Data mining at The Times
Data mining, also defined as KDD (Knowledge Discovery in Databases), is a subfield of computer science which has extensively raised in the last years, rapidly becoming a discipline known to a widespread audience, mainly because of its use in the new media. Since open data have started being increasingly available, professionals as data miners have developed into crucial positions among editorial teams. Although the topic of data mining applied to journalism could have already been explored, the perspective of an insider could help to go beyond a dangerous naivety, that often leads to biased descriptions of a such specific field.
Stefano Ceccon is data mining specialist at The Times, postdoctoral research assistant at the City University of London and co-founder of Tribe Apps; but, above all, is someone who can easily provide a deep comprehension of this subject.
Stefano, how would you define data mining and its use at The Times?
A general but accurate definition could be ‘the process of extracting knowledge from data”. Although often associated to data journalism or data science, it is actually a term that has been used for many years in relation to machine learning and statistics, and it refers to a technical set of algorithms and approaches to analyse complex or big data. Usually far from journalists’ skills, in its more technical extension data mining is often far from classical statisticians’ skills too, because it is based upon computer programming expertise. At The Times and The Sunday Times I am part of a team of three people: one journalist, one data scientist and one programmer. We all have quite an overlap with the others: I am a data scientist but also have programming skills, while our programmer can do some data analysis. We work together as a data journalism unit, providing outputs and analysis to the news desk.
Could we say that data mining will, at some point, bypass what Lovink called “the art of asking the right question”?
I don’t believe in the power of blind data analysis. As recently pointed out by David Hand at IDA conference and Tim Harford at the Royal Statistical Society conference, the dangers in big data are overlooked by the public, and even the scientists. There are crystal clear examples of that, for instance Google Flu, which was cited as a good example of data-driven algorithm performing better than traditional statistical monitoring techniques for flu predictions. Then, one day, it started going bonkers and it is not clear why. That said, we have good examples of genuine data-driven findings and predictions that worked really well so I do believe that data can give valuable insights and help finding novel patterns. After all, humans are not naturally good at probability as they are inherently biased.
As Van Dijk stated “transparency of procedures and methods for gathering sources are key factors for progress in the area of knowledge production.” Most of the people do not have the scientific knowledge necessary to argue epistemological issues nor biases in data mining. Who is supposed to verify you are not manipulating data?

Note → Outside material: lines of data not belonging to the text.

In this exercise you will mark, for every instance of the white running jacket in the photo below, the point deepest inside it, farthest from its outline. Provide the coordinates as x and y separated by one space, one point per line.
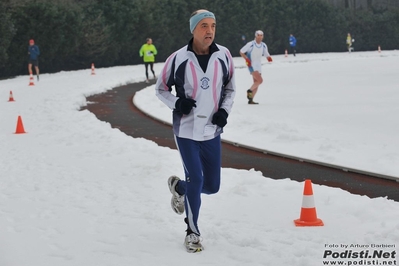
211 90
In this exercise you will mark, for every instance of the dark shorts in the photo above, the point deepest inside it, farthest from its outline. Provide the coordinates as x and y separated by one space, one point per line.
34 62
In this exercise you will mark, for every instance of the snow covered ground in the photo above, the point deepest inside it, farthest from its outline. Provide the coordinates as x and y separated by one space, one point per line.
74 191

As in the past, journalists trust other parties analysis and compare their experience in the field with the findings that data analysis produces. It is a feedback system which provides some form of checks. The other important aspect of checking is made possible by transparency: analysts should share the code of their analysis so that they can be checked. We do have a plan to put the codes on github or similar websites, although so far we have not. We publish the methodology of our analysis on our blog for now. I think we do have a responsibility for what we do and I always put integrity and robustness first. In some cases this is not easy as often the public wants the big headline, but we have to stick to what data tells us.
Nowadays data mining and data-driven journalism actively contribute to knowledge production. Is not dangerous that this power is yielded to few scientists?
Scientists are enablers and rarely can act or take decisions that directly affect people. The power is held by those who take decisions at higher levels, for example big corporates, or editors. The bigger danger is indeed the lack of expertise in the field. Everyday new tools to process, analyse and present data are being published but this is clearly not being met by the “production” of experts, leading to a gap that if fit with the wrong people can have disastrous effects for the public and the science as well.
Butler, Decan. “When Google got flu wrong.” Nature 494, 155–156 () doi:10.1038/494155a <http://www.nature.com/news/when-google-got-flu-wrong-1.12413>.
Lovink, G. 2008. “The Society of the Query and the Googlization of Our Lives: A Tribute to Joseph Weizenbaum.” Eurozine 2008. http://www.eurozine.com/articles/2008-09-05-lovink-en.html.
Dijck, José van. 2010. “Search Engines and the Production of Academic Knowledge.” International Journal of Cultural Studies 13 (6): 574–92. doi:10.1177/1367877910376582.